于是钗儿起身,借口熬药先退了出来。
白梼本是想叫她留下不必走,但不知想到了什么,便没有阻拦。
见钗儿出了门,清江圣女才走到床边,问道:“白大哥,你先前问慕容公子的那句话是什么意思?”
白梼已经知道她指的是什么,却垂着眼皮道:“什么话?”
“就是你问他从什么时候……”她着急地嚷出来,又压低了几分:“不喜欢女人的,他真的……?”
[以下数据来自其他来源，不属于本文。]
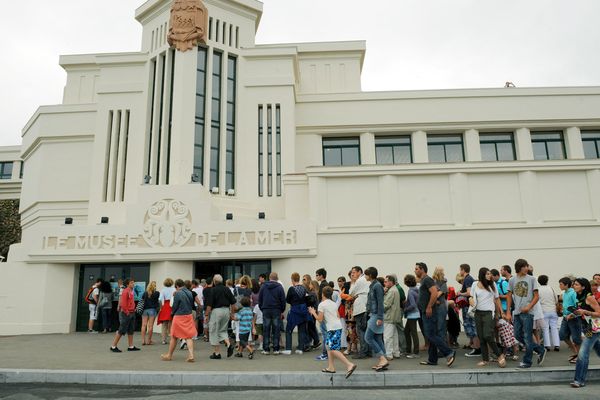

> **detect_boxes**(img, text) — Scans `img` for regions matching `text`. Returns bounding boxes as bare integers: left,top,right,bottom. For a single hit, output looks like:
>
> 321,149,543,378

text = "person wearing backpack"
84,278,102,333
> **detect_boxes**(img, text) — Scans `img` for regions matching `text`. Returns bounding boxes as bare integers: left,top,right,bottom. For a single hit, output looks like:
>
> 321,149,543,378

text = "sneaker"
465,349,481,357
538,349,548,365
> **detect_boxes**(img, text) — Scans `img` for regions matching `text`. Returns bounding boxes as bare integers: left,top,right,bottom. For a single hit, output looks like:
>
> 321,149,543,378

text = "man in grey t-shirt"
505,259,546,368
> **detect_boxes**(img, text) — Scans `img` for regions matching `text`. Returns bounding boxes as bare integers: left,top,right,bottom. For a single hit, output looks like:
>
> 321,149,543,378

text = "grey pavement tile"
181,372,229,387
229,372,281,388
129,372,181,386
6,369,46,383
85,371,130,385
46,370,86,385
384,372,433,387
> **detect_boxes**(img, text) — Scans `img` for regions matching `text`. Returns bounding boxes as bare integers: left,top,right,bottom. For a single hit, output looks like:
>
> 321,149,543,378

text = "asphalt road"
0,383,600,400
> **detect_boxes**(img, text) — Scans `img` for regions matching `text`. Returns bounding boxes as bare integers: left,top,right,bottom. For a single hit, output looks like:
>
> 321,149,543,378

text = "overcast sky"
0,0,600,145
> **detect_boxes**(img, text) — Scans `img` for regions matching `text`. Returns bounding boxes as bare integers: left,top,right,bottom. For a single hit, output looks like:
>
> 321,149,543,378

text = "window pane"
394,146,412,164
323,148,342,165
446,144,464,162
497,142,515,161
342,147,360,165
427,144,446,162
531,142,548,160
583,140,599,159
548,141,565,160
375,146,394,164
481,142,498,161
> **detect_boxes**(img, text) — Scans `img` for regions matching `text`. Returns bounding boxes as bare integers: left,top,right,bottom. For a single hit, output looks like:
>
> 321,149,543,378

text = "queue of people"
86,259,600,388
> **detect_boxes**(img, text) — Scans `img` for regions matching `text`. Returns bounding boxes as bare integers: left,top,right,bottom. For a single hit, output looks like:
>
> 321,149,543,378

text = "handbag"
135,297,146,315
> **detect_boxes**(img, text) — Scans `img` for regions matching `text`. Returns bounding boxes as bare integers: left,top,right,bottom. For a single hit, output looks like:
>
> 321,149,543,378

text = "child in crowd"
235,297,256,360
308,286,356,379
252,304,263,351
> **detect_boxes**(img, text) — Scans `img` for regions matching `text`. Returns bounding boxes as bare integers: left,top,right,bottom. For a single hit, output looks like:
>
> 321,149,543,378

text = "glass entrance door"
75,263,150,332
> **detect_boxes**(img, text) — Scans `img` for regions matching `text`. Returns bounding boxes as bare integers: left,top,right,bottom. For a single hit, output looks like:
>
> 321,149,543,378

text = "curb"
0,367,600,389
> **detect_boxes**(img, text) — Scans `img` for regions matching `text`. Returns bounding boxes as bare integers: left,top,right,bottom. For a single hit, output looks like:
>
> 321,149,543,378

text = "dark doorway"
75,263,150,332
194,260,271,280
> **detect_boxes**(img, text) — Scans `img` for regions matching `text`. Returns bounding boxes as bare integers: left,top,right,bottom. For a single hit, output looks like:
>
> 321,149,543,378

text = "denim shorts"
142,308,158,317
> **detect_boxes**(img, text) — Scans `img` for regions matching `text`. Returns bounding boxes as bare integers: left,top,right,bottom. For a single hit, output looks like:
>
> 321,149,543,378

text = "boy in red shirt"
110,278,140,353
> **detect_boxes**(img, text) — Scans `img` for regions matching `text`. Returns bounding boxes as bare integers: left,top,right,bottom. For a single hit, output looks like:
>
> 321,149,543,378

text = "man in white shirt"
349,266,371,359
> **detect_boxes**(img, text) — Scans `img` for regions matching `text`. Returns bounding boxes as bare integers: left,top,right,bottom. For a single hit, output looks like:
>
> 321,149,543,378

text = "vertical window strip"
267,104,273,196
102,110,113,202
165,49,175,185
258,104,264,197
275,104,281,196
225,56,237,190
210,51,223,188
155,53,166,185
120,110,131,201
146,58,156,176
192,47,207,184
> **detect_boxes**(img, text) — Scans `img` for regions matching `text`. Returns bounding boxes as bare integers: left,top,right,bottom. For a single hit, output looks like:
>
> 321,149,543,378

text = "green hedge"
0,200,21,258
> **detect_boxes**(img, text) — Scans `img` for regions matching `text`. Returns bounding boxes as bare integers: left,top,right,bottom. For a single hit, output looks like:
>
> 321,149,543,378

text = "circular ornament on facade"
144,199,192,247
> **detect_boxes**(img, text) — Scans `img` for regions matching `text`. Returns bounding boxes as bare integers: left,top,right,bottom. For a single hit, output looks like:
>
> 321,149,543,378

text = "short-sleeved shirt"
418,276,435,312
508,275,538,315
318,299,342,331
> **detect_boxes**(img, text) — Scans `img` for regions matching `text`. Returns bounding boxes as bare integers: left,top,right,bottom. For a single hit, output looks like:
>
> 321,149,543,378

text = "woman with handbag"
469,268,506,368
571,278,600,388
138,281,160,346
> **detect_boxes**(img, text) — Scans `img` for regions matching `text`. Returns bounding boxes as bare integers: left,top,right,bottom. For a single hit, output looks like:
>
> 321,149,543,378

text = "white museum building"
0,0,600,335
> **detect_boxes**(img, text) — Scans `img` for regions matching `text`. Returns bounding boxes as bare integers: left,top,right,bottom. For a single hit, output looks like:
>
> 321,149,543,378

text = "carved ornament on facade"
167,0,208,51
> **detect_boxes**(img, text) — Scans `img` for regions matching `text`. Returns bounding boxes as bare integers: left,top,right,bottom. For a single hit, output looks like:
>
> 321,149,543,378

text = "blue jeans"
263,309,281,351
365,328,385,357
575,333,600,384
421,310,454,364
513,313,546,367
285,322,306,350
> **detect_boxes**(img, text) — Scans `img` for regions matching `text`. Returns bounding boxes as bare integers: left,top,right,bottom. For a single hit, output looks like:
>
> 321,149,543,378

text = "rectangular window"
267,104,273,196
225,56,237,190
192,47,206,184
258,104,264,197
581,131,600,159
323,138,360,166
210,51,223,188
0,161,13,179
427,135,465,163
275,104,281,196
479,133,516,161
375,136,412,164
531,132,566,160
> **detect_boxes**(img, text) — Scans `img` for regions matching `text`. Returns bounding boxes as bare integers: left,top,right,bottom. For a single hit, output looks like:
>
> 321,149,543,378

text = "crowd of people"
86,259,600,388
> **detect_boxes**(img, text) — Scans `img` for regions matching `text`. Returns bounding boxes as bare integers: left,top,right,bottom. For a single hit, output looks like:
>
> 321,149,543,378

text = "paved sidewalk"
0,333,600,387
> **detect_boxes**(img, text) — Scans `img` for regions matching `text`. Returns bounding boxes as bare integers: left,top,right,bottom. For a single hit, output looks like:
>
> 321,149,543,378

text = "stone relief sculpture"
167,0,208,51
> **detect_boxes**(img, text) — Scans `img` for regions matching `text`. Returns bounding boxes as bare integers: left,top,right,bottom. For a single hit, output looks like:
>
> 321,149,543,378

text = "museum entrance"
75,263,150,332
194,260,271,281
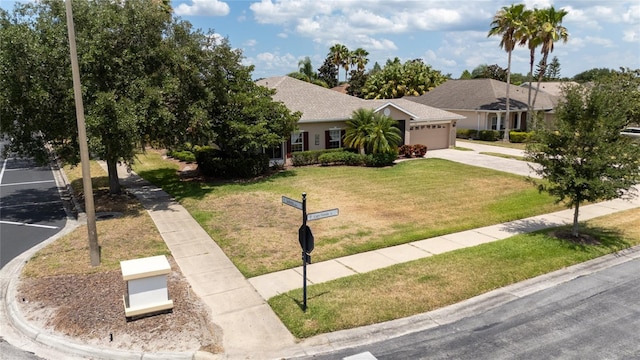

白梼的唇一动,再抬眸的时候已经又是那种平静无波的神色了:“我不愿背地说人,何况究竟如何,你自己难道看不出来?”
清江圣女本极聪敏,但凤枕那张脸实在太过于艳压群芳,加上他应该没理由跟自己扯这没必要的谎,所以竟相信了。
只是白梼当时问的那句话已经引起了她的怀疑,如今听了白梼的回答,虽然看似什么也没说,但假如凤枕真是个阴阳不分的,以白梼的性子只管默然便是,很不必多此一举地回答这两句。
她心里隐隐有了数,也像是石头落了地,便噗嗤笑了出来:“白大哥,多谢提醒。”
白梼瞄了她一眼:“我说什么了?”
“哈哈,你当然是什么也没说,”清江圣女笑着回答,正要转身,又看了眼门口方向,若有所思地回头对白梼道:“还有一件事我忘了跟你说,那天在山上小妹子吃醋,跟我声明说你是她的夫君呢,既然你们两情相悦,又是夫妻,怎么还别别扭扭的呢?”